A single lawsuit is unlikely to turn back the tide. In a preliminary decision in 2014, a federal judge found that the Cancer Center made a plausible antitrust claim and allowed the case to move forward to discovery; they now await a trial date. But even if the District Court ultimately rules in the doctors’ favor, there is a limit to how much that will achieve. Health systems across the country are growing ever more concentrated, dominant in their own marketplaces and with economic weight to move markets in neighboring ones. Reversing these trends would almost certainly require regulators invigorated to push back hard against them, and legislators willing to dismantle the federal policies that promote consolidation in the first place.

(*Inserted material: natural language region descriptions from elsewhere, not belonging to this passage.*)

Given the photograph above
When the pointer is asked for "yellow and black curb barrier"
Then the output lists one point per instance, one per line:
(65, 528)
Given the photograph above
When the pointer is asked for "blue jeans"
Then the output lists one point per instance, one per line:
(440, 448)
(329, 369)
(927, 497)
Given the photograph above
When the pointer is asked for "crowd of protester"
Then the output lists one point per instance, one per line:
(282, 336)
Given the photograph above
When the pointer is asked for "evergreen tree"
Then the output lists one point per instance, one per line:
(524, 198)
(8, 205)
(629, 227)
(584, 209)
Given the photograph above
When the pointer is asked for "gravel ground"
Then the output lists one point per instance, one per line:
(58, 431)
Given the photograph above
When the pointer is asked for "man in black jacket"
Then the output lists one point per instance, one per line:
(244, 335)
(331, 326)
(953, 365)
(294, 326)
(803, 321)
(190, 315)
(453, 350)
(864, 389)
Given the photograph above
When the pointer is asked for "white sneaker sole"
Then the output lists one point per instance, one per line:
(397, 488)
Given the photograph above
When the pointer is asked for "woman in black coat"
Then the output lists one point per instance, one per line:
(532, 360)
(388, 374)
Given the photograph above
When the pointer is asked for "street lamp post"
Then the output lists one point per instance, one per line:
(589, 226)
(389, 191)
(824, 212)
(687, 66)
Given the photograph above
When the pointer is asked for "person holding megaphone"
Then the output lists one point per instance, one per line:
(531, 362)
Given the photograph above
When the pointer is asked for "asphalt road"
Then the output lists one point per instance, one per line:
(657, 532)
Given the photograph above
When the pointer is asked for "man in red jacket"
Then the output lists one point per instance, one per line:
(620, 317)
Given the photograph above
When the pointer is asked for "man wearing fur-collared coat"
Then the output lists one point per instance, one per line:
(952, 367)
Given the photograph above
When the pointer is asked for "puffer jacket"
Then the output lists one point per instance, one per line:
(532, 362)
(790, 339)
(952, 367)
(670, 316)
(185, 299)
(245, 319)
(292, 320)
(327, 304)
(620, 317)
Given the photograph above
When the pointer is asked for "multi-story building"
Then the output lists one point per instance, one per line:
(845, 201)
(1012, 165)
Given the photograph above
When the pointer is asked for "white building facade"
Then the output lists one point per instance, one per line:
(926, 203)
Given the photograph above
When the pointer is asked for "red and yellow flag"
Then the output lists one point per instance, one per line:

Or perhaps the concentration will reach a point that it spurs policymaker to adopt an even more radical fix. “I have personally been a diehard conservative most of my life,” said Bill Fitzpatrick, a former Chief Medical Officer of Presbyterian, “but Bernie Sanders may have it right: we may need a single payer system.” In today’s fragmented health care marketplace, with competition mostly limited to behind-the-scenes negotiations between huge payers and providers, rent-seeking behavior is rife. Though costly, a sole public insurer might eliminate the worst of these inefficiencies.

While the parties to the lawsuit await trial, Presbyterian has continued its expansion unabated. In September, it opened a $145 million hospital an hour up the highway in Santa Fe, which many see as unneeded additional infrastructure but the requisite toehold for entering that new market. “I can already see the wars coming up there in terms of who is going to have the medical doctors and who is going to have the patients,” Fitzpatrick said.

But it is no longer on the watch of Jim Hinton, who finally left New Mexico in 2017 to head Baylor Scott & White Health in neighboring Texas, with about five times the annual revenue of Presbyterian. Few of his old peers were surprised when in October 2018, he announced the acquisition of the neighboring Memorial Hermann Health System, to create a sprawling network of 68 hospitals.